Und auch Dedic besitzt ein enorm hohes Potenzial und wird in Salzburg hoch geschätzt. Der Grazer, der für Bosnien-Herzegowina auf Nationalteamebene seine Schuhe schnürt, beackert beide defensiven Außenpositionen gleichermaßen gut und gilt aufgrund seiner Vergangenheit als Flügelstürmer als äußerst offensivstark. Ausgestattet mit einer hohen Grundgeschwindigkeit und einem starken Zweikampfverhalten passt er perfekt in das Profil, das Salzburg an seine Außenverteidiger stellt.

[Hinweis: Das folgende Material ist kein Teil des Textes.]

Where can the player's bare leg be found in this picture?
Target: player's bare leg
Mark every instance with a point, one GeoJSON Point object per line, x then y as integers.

"Millionen-Teenager" scharren in den Startlöchern
Noch um einen Jahrgang jünger sind Maurits Kjaergaard, Benjamin Sesko und Bryan Okoh, die allesamt 2003 geboren sind und im Vorsommer um kombinierte sieben Millionen Euro in der Mozartstadt aufschlugen.
Der Däne Kjaergaard, dessen Ablösesumme sogar auf bis zu vier Millionen Euro steigen könnte, ist ein filigraner Mittelfeldspieler, der sich trotz seines jungen Alters bereits in der 2. Liga beweisen konnte und in 13 Partien zwei Treffer und vier Assists beisteuern konnte. In der Youth League blieb der technisch hochveranlagte Linksfuß noch etwas außen vor und kam nur auf zwei Einsätze.
Das kann man von Sesko nicht behaupten. Der slowenische Angreifer absolvierte alle Youth-League-Partien der Salzburger bis auf eine und traf dabei gleich drei Mal. Beim FC Liefering blieb der schlaksige Stürmer noch etwas glücklos und hält nach 15 Einsätze erst bei einem Treffer.
Okoh wiederum gilt als einer der Gewinner der Corona-Unterbrechung. Nachdem der Schweizer Innenverteidiger bis zur Spielpause in der 2. Liga nur einmal für Liefering ran durfte, absolvierte er nach Wiederaufnahme des Spielbetriebs acht von zehn möglichen Spielen und war mitverantwortlich für einen starken Frühling der Salzburger Zweitvertretung, die am Ende Rang drei belegte. In der Youth League war Okoh zuletzt ohnehin immer gesetzt, bis auf die ersten beiden Spiele bestritt der physisch weit entwickelte Teenager alle Matches von Beginn an.